Der Artikel zum Schuhmacherwehr am vergangenen Freitag hat Wellen geschlagen. Die Anlieger sind verärgert, fühlen sich nicht genug aufgeklärt. Florian Kohler, Geschäftsführer der Büttenpapierfabrik, wurde laut eigener Aussage am Wochenende mit Anrufen besorgter Bürger überschwemmt. Der eigentliche „Wächter“ des Wehrs, Thomas Bauer, versucht derweil zu erklären, warum der See vergangene Woche so langsam abfloss.

Etwa sieben große Zuflüsse hat der Tegernsee. Die Mangfall ist mit dem Schuhmacher-Wehr der einzige Abfluss des Sees. Das Wehr verfügt über drei verschiedene Wege, das Wasser aus dem See zu transportieren. Dazu gibt es eine 38 Meter lange Überfallbreite. Hier werden bei zunehmender Wasserhöhe zwölf kleine Holzbretter umgelegt, die dazu beitragen, dass das Wasser schneller darüber fließen kann.

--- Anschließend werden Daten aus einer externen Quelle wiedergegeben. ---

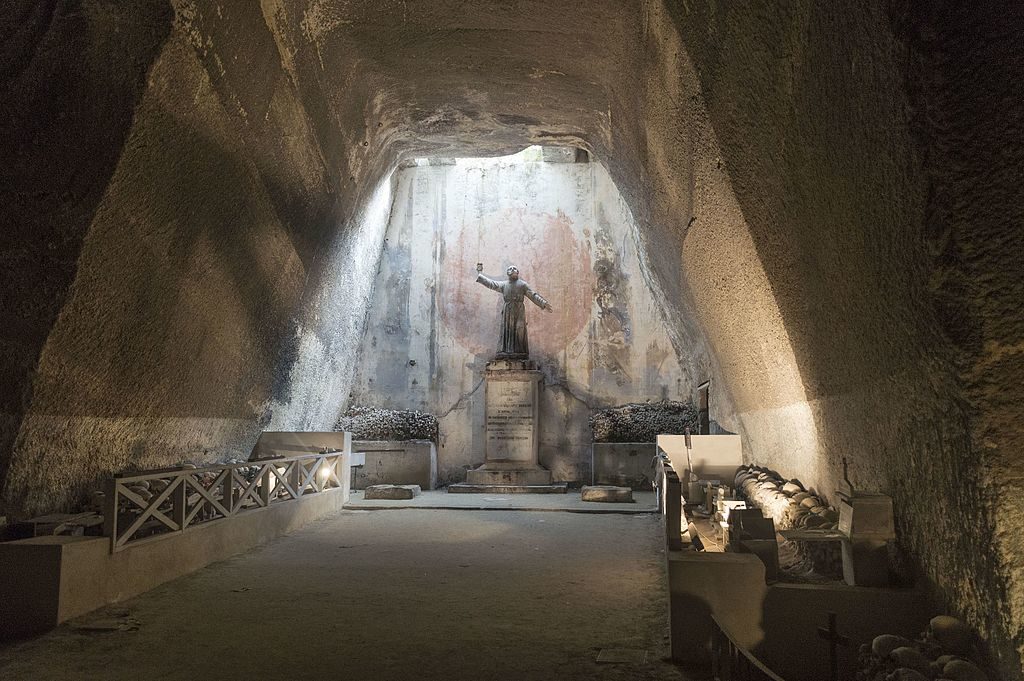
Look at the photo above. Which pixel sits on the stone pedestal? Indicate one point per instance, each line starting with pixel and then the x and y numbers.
pixel 512 430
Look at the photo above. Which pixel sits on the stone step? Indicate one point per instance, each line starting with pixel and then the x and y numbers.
pixel 469 488
pixel 607 494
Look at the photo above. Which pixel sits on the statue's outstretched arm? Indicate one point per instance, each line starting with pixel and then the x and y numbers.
pixel 487 282
pixel 539 300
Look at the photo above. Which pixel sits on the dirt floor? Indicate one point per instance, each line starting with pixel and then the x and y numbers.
pixel 392 595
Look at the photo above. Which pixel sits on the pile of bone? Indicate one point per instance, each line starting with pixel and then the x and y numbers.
pixel 370 423
pixel 642 423
pixel 792 507
pixel 945 651
pixel 785 501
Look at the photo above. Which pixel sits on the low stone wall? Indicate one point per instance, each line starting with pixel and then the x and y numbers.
pixel 624 464
pixel 396 462
pixel 48 580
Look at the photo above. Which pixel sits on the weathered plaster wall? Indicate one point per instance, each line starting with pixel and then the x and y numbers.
pixel 431 328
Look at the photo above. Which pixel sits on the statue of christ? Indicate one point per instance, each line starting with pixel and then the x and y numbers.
pixel 512 341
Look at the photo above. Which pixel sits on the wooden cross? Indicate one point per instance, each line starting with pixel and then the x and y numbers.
pixel 835 639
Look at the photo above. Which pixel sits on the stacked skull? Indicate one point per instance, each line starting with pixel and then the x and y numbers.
pixel 792 507
pixel 370 423
pixel 944 651
pixel 642 423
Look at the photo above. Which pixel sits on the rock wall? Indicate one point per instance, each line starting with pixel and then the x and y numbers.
pixel 431 328
pixel 848 264
pixel 826 202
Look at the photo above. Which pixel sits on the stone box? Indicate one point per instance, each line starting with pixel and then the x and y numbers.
pixel 396 462
pixel 624 464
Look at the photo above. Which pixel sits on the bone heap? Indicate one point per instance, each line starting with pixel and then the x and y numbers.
pixel 642 423
pixel 371 423
pixel 945 651
pixel 793 507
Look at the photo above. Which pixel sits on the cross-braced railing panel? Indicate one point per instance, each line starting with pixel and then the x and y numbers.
pixel 157 504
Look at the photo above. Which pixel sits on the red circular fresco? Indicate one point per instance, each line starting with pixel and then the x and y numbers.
pixel 550 258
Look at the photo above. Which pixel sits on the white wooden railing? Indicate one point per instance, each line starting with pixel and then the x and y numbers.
pixel 153 505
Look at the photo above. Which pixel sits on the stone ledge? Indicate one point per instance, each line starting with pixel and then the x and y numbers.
pixel 606 494
pixel 391 492
pixel 470 488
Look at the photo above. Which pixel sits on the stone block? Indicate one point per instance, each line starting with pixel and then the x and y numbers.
pixel 607 494
pixel 396 462
pixel 391 492
pixel 624 464
pixel 496 474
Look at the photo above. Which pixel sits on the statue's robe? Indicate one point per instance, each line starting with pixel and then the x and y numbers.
pixel 512 341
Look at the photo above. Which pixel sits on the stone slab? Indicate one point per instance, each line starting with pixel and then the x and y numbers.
pixel 712 457
pixel 396 462
pixel 606 494
pixel 470 488
pixel 645 503
pixel 498 474
pixel 624 464
pixel 393 492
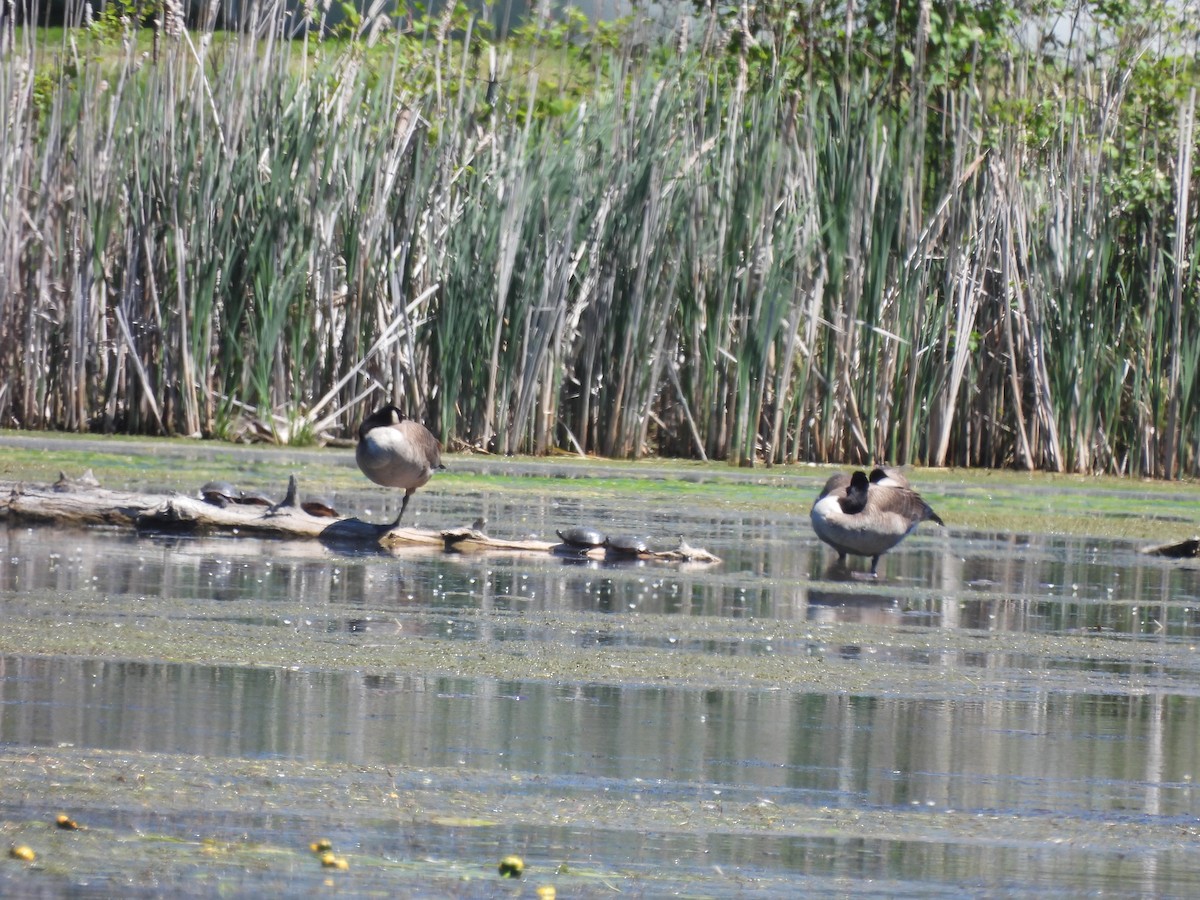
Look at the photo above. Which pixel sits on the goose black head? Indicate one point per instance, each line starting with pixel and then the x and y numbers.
pixel 856 495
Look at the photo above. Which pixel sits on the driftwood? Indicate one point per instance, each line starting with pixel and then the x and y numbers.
pixel 82 502
pixel 1185 549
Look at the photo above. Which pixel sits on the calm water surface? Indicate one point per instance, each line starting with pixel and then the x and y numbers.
pixel 1077 777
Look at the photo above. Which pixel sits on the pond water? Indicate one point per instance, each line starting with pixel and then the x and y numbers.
pixel 995 714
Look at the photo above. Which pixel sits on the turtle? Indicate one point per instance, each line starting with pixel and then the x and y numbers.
pixel 627 545
pixel 221 493
pixel 582 538
pixel 319 507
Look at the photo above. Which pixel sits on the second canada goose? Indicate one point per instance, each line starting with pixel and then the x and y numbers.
pixel 396 451
pixel 867 517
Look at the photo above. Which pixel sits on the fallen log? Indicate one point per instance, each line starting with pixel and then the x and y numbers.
pixel 1186 549
pixel 83 502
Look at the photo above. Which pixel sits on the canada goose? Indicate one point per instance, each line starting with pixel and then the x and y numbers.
pixel 888 478
pixel 395 451
pixel 868 519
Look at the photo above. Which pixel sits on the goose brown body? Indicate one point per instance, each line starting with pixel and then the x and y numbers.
pixel 396 451
pixel 863 516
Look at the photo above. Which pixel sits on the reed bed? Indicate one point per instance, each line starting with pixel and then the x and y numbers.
pixel 691 251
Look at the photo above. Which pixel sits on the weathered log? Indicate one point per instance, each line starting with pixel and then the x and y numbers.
pixel 81 502
pixel 1185 549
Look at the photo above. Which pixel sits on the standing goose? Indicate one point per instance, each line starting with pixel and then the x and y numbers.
pixel 396 451
pixel 887 478
pixel 868 517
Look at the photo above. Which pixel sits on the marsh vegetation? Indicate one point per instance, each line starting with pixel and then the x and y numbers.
pixel 948 235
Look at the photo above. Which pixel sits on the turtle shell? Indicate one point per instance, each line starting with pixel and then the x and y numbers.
pixel 319 507
pixel 221 493
pixel 627 545
pixel 582 537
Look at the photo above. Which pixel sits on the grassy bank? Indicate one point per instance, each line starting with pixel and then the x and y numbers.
pixel 933 245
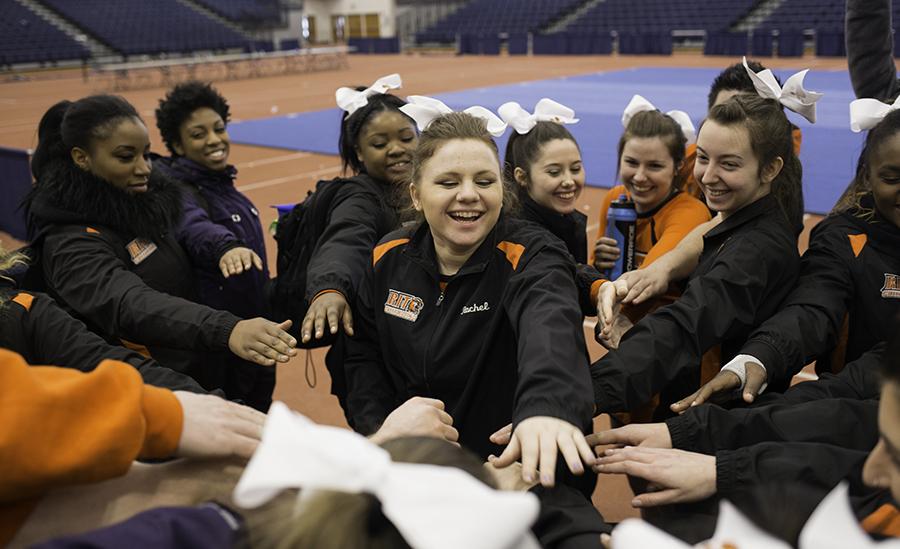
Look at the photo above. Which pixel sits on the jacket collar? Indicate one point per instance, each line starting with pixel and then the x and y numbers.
pixel 67 195
pixel 767 205
pixel 869 221
pixel 188 171
pixel 421 250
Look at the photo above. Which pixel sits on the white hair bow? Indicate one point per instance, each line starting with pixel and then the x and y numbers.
pixel 351 100
pixel 546 110
pixel 640 104
pixel 831 526
pixel 792 95
pixel 865 114
pixel 425 109
pixel 432 507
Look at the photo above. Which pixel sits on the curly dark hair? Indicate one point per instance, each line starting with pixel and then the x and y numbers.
pixel 735 77
pixel 180 102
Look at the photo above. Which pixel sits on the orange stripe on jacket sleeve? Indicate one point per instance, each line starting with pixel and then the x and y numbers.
pixel 513 252
pixel 382 249
pixel 884 521
pixel 595 290
pixel 857 242
pixel 136 347
pixel 24 300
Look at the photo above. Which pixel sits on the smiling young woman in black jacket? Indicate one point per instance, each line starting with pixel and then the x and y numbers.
pixel 749 263
pixel 473 309
pixel 102 226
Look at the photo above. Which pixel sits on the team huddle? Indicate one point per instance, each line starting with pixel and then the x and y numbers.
pixel 451 284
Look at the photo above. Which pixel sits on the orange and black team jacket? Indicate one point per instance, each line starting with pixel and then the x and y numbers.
pixel 50 438
pixel 661 229
pixel 817 433
pixel 34 326
pixel 844 300
pixel 500 341
pixel 748 266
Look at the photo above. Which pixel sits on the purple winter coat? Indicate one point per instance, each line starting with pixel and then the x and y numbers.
pixel 218 218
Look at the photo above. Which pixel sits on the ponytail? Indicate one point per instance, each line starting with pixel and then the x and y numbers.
pixel 70 124
pixel 50 141
pixel 771 137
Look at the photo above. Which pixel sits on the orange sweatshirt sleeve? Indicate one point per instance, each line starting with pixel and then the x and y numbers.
pixel 674 222
pixel 62 427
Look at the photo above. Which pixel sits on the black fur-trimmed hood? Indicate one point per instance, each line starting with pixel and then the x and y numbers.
pixel 66 195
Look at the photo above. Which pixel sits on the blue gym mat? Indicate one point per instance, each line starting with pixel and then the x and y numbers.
pixel 829 150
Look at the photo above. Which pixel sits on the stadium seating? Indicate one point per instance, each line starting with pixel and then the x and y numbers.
pixel 27 38
pixel 647 16
pixel 492 17
pixel 140 27
pixel 245 11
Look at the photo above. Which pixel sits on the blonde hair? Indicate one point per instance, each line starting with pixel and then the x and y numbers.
pixel 450 127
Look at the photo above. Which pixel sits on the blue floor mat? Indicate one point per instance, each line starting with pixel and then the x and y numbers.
pixel 828 153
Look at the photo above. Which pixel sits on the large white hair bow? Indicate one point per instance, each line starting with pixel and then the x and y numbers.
pixel 792 95
pixel 432 507
pixel 640 104
pixel 351 100
pixel 425 109
pixel 865 114
pixel 546 110
pixel 831 526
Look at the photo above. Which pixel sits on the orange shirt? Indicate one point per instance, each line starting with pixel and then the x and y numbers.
pixel 63 427
pixel 659 231
pixel 690 157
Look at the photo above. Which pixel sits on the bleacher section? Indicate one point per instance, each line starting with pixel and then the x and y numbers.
pixel 27 38
pixel 807 15
pixel 140 26
pixel 661 15
pixel 245 11
pixel 491 17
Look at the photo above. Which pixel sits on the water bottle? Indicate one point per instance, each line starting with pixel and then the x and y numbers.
pixel 621 223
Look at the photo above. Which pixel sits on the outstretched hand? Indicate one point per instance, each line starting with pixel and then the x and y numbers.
pixel 537 441
pixel 331 308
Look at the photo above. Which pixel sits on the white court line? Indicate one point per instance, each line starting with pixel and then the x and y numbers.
pixel 287 179
pixel 273 160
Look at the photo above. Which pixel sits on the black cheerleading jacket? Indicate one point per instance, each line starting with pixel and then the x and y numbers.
pixel 501 342
pixel 571 229
pixel 748 265
pixel 34 326
pixel 819 433
pixel 111 260
pixel 359 215
pixel 850 275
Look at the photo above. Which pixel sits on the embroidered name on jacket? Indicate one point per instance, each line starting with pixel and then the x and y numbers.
pixel 891 286
pixel 140 249
pixel 475 308
pixel 403 305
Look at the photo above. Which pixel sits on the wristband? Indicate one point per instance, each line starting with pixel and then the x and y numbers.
pixel 738 366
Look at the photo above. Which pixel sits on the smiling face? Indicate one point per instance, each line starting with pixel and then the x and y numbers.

Dieser zusätzliche Wasserabfluss durch das Umlegen der Bretter ermöglicht jedoch trotz der Breite nur eine sehr geringe Mehrmenge an Wasser aus der Mangfall zu transportieren. Des Weiteren gibt es zwei Turbinen, die das Wasser aus dem Fluss ziehen und Strom erzeugen. Auch hier ist noch nicht die maximale Abflussstärke erreicht. Das meiste Wasser fließt nämlich durch den sogenannten Freischuss ab, der bei Hochwasser geöffnet wird.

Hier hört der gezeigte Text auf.